Generating the ASP certificate: Self-signed certificate

You can generate a self-signed ASP certificate automatically via the OneSpan Community Portal or manually using a certificate management tool such as OpenSSL.

Generating the ASP certificate automatically via the OneSpan Community Portal

You can generate a key pair and self-signed certificate from your sandbox on the OneSpan Community Portal (start page:

The OneSpan Community Portal will generate a password-protected PKCS #12 file containing the ASP’s key pair, as well as a PEM file containing the certificate. The key pair and certificate meet the requirements for ASP key pairs and certificates (see Requirements for ASP key pairs and certificates).

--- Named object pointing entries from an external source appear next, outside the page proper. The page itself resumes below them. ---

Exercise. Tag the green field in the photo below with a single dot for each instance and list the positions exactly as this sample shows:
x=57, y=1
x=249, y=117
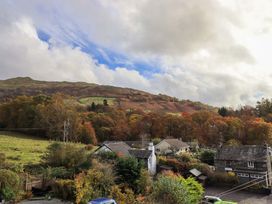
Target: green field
x=96, y=100
x=20, y=148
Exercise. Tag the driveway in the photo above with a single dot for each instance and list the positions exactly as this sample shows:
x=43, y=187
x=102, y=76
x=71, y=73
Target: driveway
x=242, y=197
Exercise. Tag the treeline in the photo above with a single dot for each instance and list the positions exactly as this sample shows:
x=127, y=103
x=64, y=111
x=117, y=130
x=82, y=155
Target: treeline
x=97, y=123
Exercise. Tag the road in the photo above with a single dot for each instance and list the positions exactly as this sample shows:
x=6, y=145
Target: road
x=242, y=197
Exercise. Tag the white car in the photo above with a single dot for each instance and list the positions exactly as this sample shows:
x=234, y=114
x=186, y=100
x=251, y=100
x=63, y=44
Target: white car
x=211, y=199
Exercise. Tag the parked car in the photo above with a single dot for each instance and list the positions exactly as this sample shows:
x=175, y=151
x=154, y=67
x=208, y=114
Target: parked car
x=224, y=202
x=215, y=200
x=102, y=201
x=211, y=199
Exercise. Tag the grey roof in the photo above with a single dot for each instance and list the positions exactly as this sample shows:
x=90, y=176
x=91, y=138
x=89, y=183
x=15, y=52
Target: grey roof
x=242, y=153
x=176, y=143
x=118, y=147
x=195, y=172
x=139, y=153
x=138, y=144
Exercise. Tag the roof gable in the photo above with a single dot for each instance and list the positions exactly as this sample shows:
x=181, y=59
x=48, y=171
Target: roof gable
x=118, y=147
x=245, y=153
x=175, y=143
x=139, y=153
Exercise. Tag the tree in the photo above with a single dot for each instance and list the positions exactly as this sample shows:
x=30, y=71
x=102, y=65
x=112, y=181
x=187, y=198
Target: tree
x=68, y=155
x=9, y=184
x=223, y=111
x=258, y=132
x=129, y=171
x=169, y=190
x=87, y=134
x=174, y=189
x=53, y=116
x=105, y=102
x=94, y=183
x=207, y=156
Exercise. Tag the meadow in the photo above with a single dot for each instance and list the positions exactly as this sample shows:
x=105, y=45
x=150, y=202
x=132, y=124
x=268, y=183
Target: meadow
x=23, y=149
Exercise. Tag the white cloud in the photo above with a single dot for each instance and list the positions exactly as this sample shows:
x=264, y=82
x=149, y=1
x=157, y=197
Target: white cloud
x=215, y=51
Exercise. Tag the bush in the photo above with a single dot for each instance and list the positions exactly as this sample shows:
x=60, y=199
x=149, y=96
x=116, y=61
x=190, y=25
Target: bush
x=169, y=190
x=127, y=196
x=129, y=171
x=64, y=189
x=94, y=183
x=57, y=172
x=173, y=189
x=10, y=184
x=218, y=178
x=144, y=183
x=207, y=156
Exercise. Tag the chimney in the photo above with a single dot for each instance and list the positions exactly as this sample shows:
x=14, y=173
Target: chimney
x=151, y=147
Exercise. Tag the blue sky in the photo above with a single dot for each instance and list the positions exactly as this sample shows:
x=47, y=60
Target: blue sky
x=217, y=53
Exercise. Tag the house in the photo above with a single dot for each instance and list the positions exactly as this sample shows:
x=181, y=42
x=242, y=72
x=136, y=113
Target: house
x=171, y=146
x=118, y=147
x=121, y=148
x=198, y=175
x=248, y=162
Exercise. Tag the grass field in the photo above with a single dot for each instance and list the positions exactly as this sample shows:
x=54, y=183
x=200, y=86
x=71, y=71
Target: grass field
x=96, y=100
x=20, y=148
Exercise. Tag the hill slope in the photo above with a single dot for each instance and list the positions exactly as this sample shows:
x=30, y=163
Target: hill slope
x=125, y=98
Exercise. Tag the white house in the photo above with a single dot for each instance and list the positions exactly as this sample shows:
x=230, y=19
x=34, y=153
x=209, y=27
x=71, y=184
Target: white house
x=171, y=146
x=121, y=148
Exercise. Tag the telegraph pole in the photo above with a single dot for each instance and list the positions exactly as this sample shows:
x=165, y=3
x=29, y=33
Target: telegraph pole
x=66, y=127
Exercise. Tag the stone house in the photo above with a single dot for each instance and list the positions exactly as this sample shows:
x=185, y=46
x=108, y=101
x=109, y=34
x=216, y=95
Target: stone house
x=122, y=149
x=171, y=146
x=248, y=162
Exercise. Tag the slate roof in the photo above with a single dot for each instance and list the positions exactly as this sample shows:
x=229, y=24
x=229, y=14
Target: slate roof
x=138, y=144
x=242, y=153
x=139, y=153
x=195, y=172
x=176, y=143
x=118, y=147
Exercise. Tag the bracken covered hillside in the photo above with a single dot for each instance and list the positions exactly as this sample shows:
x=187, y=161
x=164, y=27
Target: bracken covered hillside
x=124, y=98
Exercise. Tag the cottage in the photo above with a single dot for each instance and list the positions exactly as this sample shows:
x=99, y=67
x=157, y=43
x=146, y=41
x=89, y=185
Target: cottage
x=171, y=146
x=118, y=147
x=248, y=162
x=121, y=148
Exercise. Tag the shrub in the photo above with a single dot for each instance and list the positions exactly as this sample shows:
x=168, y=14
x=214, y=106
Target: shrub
x=169, y=190
x=57, y=172
x=207, y=156
x=144, y=183
x=127, y=196
x=94, y=183
x=9, y=184
x=107, y=155
x=223, y=178
x=64, y=189
x=173, y=189
x=129, y=171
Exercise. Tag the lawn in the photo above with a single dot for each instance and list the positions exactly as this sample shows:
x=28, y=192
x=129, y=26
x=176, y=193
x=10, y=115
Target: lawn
x=24, y=149
x=96, y=100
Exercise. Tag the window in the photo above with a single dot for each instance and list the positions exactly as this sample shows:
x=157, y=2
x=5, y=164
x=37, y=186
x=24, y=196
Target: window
x=242, y=175
x=256, y=176
x=250, y=164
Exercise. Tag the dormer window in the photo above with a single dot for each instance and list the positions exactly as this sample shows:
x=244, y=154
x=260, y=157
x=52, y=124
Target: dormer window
x=250, y=164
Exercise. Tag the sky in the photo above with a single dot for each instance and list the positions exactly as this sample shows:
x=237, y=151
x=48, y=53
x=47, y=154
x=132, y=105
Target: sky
x=214, y=51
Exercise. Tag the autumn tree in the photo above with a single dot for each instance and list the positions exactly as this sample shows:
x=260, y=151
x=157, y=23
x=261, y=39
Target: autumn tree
x=87, y=134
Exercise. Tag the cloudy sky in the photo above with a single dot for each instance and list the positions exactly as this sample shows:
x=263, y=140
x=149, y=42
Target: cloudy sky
x=214, y=51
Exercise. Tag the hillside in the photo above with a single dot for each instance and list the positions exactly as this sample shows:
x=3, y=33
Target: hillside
x=20, y=148
x=86, y=93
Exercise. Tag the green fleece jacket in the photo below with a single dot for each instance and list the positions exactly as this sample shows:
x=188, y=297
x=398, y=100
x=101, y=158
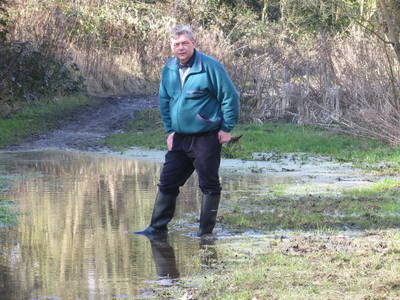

The OneSpan Community Portal also generates the key pair and certificate locally inside the ASP’s browser, and does not send them to OneSpan or any other party. Therefore the ASP’s private key remains entirely under the sole control of the ASP.

Generating a key pair and certificate (manually)

The following procedure explains how to generate a self-signed certificate that can be used for SSL/TLS client authentication.

To generate a key pair and certificate (manually)

  1. Update the OpenSSL configuration file for client-side TLS authentication by adding the following attribute to the [v3_ca] section of the OpenSSL configuration file:

    extendedKeyUsage = clientAuth

    This will ensure that the certificate can be used for TLS web client authentication.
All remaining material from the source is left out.